Autodesk, the leader in 3D design, engineering, and entertainment software, today launched the “Autodesk Entrepreneur Impact Program.”
Announced at the Sustainable Innovation Forum 2015 – held during the United Nations Climate Change Conference of Parties 21 (COP21) – the Autodesk Entrepreneur Impact Program allows start-ups in Australia and around the world who innovate for positive environmental or social impact to apply for free* access to Autodesk software so they can get to market faster.
Eligible entrepreneur organisations must be less than five years old and have less than $1 million (USD) in revenue. Those who qualify will get access to up to three software offerings: Autodesk Product Design Suite Ultimate, Autodesk Fusion 360, and Autodesk Building Design Suite Ultimate.

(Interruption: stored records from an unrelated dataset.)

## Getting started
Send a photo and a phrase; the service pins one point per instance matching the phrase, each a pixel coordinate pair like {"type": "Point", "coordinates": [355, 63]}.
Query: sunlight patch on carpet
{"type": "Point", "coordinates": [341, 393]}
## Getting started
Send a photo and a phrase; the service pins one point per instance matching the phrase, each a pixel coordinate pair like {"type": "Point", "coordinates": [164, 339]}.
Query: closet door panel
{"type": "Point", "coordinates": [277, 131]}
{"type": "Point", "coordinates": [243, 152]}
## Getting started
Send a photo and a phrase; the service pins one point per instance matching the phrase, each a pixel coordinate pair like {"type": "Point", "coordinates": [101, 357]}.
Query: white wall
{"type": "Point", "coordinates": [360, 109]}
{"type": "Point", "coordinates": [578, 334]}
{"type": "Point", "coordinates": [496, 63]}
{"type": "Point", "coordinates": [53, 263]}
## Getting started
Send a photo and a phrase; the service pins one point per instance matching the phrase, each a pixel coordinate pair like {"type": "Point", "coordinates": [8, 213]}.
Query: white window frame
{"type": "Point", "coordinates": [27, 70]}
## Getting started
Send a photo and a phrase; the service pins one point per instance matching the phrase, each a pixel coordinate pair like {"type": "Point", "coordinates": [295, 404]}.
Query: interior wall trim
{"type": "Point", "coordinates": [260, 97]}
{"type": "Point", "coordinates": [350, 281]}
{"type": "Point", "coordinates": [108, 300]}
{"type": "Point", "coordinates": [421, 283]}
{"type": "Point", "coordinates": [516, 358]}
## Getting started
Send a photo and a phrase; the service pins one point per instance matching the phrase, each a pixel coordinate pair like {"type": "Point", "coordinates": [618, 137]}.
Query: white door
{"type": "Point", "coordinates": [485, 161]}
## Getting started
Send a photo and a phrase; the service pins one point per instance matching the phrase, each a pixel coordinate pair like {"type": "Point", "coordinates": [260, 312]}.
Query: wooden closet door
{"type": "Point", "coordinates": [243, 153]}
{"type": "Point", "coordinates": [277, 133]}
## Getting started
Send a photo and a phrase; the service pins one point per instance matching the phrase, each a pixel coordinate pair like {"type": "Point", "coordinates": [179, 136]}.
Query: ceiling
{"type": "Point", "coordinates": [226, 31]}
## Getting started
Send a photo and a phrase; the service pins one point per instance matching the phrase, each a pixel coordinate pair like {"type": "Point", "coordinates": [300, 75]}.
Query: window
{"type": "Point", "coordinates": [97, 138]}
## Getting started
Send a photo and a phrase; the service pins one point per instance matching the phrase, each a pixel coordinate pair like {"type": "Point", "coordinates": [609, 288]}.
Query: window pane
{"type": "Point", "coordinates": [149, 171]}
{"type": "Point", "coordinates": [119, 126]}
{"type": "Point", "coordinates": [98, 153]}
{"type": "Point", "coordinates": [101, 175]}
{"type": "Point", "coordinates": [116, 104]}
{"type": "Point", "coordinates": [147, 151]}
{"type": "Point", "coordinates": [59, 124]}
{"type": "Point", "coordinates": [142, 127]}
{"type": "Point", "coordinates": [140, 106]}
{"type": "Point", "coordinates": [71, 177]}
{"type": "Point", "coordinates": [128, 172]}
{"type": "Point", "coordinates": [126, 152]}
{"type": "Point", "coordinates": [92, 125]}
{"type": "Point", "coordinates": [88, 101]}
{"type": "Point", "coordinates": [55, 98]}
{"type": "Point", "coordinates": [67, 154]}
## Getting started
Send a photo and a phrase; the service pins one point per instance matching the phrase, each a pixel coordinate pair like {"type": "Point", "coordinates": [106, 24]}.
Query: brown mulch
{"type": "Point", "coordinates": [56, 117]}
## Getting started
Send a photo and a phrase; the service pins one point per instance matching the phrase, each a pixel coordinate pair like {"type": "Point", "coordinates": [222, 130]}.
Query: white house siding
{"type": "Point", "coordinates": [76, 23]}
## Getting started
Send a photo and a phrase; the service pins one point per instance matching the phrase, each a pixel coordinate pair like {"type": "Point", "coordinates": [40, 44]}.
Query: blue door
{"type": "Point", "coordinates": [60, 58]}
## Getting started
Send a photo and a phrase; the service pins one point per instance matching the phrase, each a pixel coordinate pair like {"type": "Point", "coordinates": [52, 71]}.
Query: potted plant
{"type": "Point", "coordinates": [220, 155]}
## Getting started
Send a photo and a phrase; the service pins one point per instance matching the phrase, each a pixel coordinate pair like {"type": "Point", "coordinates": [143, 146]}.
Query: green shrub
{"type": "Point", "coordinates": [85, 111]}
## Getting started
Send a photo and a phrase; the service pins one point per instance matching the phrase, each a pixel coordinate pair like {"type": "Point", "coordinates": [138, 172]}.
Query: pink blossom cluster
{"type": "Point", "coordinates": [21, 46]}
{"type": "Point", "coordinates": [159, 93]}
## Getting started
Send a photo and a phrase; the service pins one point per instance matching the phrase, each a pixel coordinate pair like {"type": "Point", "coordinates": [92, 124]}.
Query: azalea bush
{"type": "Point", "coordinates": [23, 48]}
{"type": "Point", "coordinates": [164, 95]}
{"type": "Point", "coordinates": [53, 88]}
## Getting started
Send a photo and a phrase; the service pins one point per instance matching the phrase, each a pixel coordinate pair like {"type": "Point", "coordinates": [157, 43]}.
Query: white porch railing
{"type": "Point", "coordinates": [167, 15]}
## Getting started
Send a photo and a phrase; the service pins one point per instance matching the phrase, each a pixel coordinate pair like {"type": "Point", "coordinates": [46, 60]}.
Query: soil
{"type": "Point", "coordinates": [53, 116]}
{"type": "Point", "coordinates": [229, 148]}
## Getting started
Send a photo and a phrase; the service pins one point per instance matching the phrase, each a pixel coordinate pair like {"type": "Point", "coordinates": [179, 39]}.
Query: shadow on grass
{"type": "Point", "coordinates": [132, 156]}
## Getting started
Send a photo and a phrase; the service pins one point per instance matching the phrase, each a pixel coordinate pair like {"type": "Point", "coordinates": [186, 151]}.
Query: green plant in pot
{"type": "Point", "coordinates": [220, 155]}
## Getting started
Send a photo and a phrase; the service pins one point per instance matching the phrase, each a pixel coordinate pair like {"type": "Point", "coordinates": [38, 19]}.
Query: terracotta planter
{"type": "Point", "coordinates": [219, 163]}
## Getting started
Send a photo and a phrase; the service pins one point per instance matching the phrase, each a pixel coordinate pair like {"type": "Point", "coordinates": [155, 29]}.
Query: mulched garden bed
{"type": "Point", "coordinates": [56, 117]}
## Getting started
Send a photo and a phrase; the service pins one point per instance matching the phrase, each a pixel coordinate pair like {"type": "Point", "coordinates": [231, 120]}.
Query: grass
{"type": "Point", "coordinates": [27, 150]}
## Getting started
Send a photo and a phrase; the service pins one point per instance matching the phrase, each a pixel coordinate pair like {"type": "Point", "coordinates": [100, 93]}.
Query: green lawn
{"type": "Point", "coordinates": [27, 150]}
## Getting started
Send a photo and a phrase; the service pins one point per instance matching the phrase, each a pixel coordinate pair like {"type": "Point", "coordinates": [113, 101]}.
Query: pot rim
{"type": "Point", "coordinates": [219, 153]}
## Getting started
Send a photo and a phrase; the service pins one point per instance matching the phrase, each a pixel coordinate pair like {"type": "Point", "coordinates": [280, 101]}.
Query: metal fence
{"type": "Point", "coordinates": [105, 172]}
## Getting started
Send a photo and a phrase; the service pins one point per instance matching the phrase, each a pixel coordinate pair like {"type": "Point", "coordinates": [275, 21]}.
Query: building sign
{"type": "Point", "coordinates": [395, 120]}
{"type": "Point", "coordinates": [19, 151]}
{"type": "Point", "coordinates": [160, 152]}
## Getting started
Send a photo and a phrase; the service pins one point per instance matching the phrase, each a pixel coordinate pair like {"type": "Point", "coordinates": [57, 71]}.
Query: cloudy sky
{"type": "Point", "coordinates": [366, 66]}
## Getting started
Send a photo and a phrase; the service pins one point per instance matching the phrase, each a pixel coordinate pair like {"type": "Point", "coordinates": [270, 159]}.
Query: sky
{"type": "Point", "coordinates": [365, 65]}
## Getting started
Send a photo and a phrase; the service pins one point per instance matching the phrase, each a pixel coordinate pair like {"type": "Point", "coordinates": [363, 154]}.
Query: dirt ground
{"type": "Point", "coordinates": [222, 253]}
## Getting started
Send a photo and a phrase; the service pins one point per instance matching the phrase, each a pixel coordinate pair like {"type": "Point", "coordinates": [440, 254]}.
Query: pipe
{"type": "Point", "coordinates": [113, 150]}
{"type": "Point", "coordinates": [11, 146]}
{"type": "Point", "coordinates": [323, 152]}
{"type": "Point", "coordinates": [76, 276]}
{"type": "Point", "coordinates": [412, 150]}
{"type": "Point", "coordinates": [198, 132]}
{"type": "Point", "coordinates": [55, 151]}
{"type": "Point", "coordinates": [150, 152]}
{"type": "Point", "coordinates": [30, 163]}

“The world is facing epic challenges with climate change being a top global priority, and we’re seeing a shift that was unthinkable only years ago,” said Jake Layes, director, Global Cleantech and Entrepreneur Impact, Autodesk. “Today, a generation of empowered entrepreneurs can come together and develop innovations that put us on track to a carbon-free economy.”
The Autodesk Entrepreneur Impact Program is both an expansion and rebranding of the former Autodesk Cleantech Partner Program, which was launched in 2009 and available in selected countries to start-ups designing and creating cleantech solutions.
Cleantech solutions have tremendous power to shape the new urban landscape in a sustainable way that positively affects climate change. Cleantech has matured, technology development has accelerated, and access has become easier. Tesla, for example, was one of Autodesk’s first Cleantech Partner Program grantees in the US, and it’s since become a household name and pioneer in the electric vehicle industry
“We see a potential explosion of entrepreneurship across countries worldwide with start-ups creating innovations that have a scalable, positive environmental and social impact. We want to help them on their journey as they shape the Future of Making Things and undertake actions against climate change,” Layes concluded.